I’ve also been running on my treadmill. I noticed that after all of my hard work the treadmill said I had only run some ridiculously small amount of mileage. Also, after I’ve finished torturing myself it says something completely asinine, like I’ve only burned 108 calories, which I always respond indignantly”You don’t know how much extra weight I’m lugging around as I run and you don’t know how short my legs are! If you knew that my legs are really as long as a short child’s, I’m sure you’d figure out I’ve burned more than 100 measly calories!” This is an ongoing conversation that my treadmill and I have.
So last week I decided that I really needed to run for distance. I figure that if I don’t start training by distance, somewhere around 2.7K I’ll be done running. My podcast will have reached the end, the podcaster will be announcing his congratulations and I’ll still be in the middle of the race. How much would that suck?
I abandoned the podcast, found some website that had a nice listing of “great songs to run to” and compiled a list from our already extensive music library.
Let me tell you, running for distance was a lot harder than running for time. I don’t think I’ve ever sweated this much!
Amazingly, while I was running I finally found my rhythm. The rhythm led to my first runner’s high in a very long time, like probably a decade. It was amazing. My body felt like a finely oiled machine, with rhythm!
Up until that point I felt like at any moment I might literally keel over and die. I was hot and sweaty and beginning to wonder why I had decided to run in the first place.
Turns out, my muse is Hilary Duff. Who would have known? Who would have known that my body loves Lizzie McGuire? I hadn’t really ever listened to anything by Hilary Duff, so the next day I put the whole album on my ipod. I figured that she’d make the 5k a breeze. She didn’t really do it for me, I was rather disappointed, until I came to the same song. All of a sudden, there was the rhythm. I was gliding. The whole time, I was thinking to myself, “Wow, I’m a runner!”
I’m pretty sure that it was the beat. The song was a remix version. I had a great idea. I made a playlist for all songs in our itunes with “remix”, and put them all on my ipod. It was something ridiculous like 5 hours of music. I figured that what I didn’t like, I could just skip past.

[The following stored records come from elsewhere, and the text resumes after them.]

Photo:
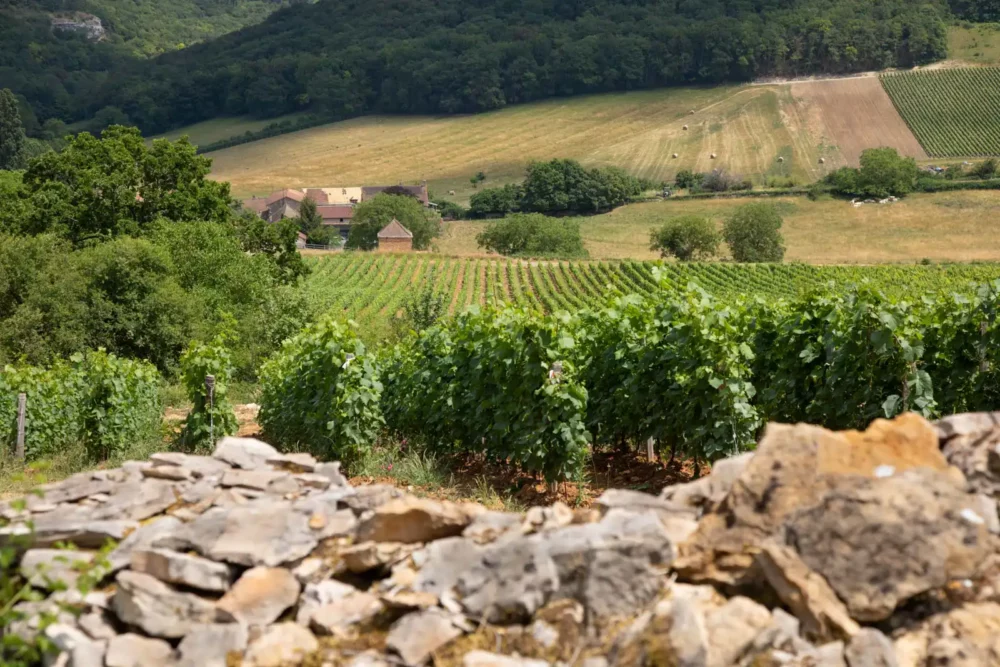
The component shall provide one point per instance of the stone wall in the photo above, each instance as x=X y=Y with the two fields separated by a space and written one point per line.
x=820 y=549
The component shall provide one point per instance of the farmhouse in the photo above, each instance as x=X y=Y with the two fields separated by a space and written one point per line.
x=394 y=237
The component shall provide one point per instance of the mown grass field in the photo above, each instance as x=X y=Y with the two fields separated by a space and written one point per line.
x=947 y=227
x=953 y=112
x=371 y=288
x=748 y=128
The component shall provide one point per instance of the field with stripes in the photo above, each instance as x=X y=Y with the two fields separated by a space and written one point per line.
x=952 y=112
x=371 y=288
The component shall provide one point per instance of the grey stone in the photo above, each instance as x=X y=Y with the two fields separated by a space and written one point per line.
x=870 y=648
x=47 y=568
x=320 y=594
x=281 y=645
x=208 y=645
x=130 y=650
x=485 y=659
x=174 y=567
x=246 y=453
x=416 y=636
x=338 y=617
x=81 y=650
x=142 y=538
x=158 y=609
x=267 y=532
x=261 y=595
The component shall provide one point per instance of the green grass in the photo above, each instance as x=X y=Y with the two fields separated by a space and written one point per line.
x=952 y=112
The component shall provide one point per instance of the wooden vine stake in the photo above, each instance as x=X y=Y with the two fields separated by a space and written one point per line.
x=22 y=405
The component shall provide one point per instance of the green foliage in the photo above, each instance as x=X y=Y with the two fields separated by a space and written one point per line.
x=12 y=147
x=564 y=185
x=118 y=185
x=104 y=401
x=753 y=233
x=533 y=234
x=492 y=202
x=372 y=216
x=686 y=237
x=210 y=418
x=321 y=392
x=502 y=383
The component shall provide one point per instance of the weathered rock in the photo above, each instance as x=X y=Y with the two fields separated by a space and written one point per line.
x=793 y=467
x=209 y=645
x=246 y=453
x=81 y=650
x=896 y=538
x=158 y=609
x=130 y=650
x=870 y=648
x=612 y=568
x=416 y=636
x=261 y=595
x=142 y=538
x=47 y=568
x=490 y=526
x=282 y=645
x=321 y=594
x=484 y=659
x=263 y=532
x=177 y=568
x=412 y=520
x=338 y=617
x=823 y=616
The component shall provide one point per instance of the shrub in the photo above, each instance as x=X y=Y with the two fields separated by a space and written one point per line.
x=208 y=420
x=687 y=237
x=753 y=233
x=321 y=392
x=533 y=234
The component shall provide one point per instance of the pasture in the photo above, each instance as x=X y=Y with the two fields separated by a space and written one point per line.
x=747 y=127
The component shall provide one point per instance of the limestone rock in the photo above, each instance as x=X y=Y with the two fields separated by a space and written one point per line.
x=338 y=617
x=485 y=659
x=823 y=616
x=793 y=467
x=208 y=645
x=246 y=453
x=158 y=609
x=261 y=595
x=282 y=645
x=416 y=636
x=411 y=520
x=46 y=568
x=870 y=648
x=896 y=538
x=81 y=650
x=173 y=567
x=130 y=650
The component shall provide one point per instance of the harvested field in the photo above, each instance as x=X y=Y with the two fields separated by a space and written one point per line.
x=854 y=114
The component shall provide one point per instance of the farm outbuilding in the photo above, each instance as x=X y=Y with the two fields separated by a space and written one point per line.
x=394 y=237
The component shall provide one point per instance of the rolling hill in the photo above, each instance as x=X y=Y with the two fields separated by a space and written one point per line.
x=747 y=127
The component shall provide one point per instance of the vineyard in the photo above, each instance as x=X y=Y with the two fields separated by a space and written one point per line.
x=371 y=288
x=953 y=112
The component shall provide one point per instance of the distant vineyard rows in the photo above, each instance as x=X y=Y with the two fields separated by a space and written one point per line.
x=371 y=288
x=952 y=112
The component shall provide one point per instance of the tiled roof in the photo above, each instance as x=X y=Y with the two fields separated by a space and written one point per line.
x=394 y=230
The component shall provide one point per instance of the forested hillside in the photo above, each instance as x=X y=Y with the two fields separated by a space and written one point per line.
x=56 y=69
x=343 y=58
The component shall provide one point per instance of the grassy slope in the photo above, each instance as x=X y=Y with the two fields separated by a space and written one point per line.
x=748 y=127
x=958 y=227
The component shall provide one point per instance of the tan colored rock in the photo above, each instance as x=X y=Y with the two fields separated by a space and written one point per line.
x=283 y=645
x=823 y=616
x=415 y=520
x=793 y=467
x=261 y=595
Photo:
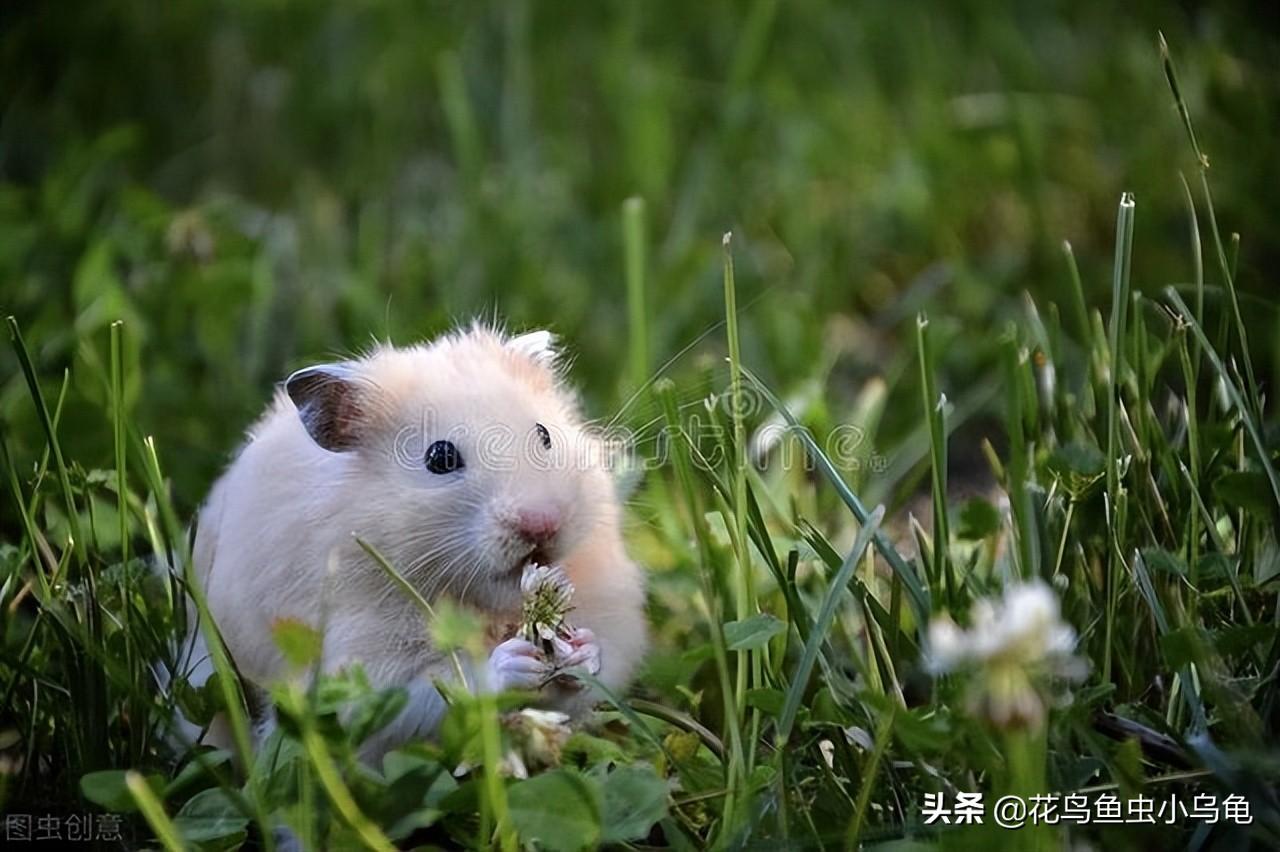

The next day I ran. A good majority of the running had my finger on my ipod skipping to the next song. I was beginning to think it was a terrible idea after the 12th skip in a row. And then, there was Hilary again, and my rhythm. And after Hil (because at this point we’re rather familiar) a couple of other songs kept the rhythm going.
and then there was this.
Let me tell you, it’s rather difficult to run and laugh. There is no rhythm while you’re trying to catch a deep enough breath to laugh.
🙂
You go girl!
Keep it up! I know you can do it!!
Awesome! Running is the most fun ever but I still have noooooo rhythm at all!!!!
If Dave is half as good as he thinks he is (:oD) you should be able to sort that library of doom by BPM. If you can’t, send me the Hillary Song and I can tell you what else uses that beat.
You are awesome! I haven’t experienced a runner’s high (I don’t run, duh), but I have been walking a lot and get cranky (just ask Allen) if I don’t do it every day. My inspirational music these days is Muse and HIM….they get me through the third lap around Woodward Park.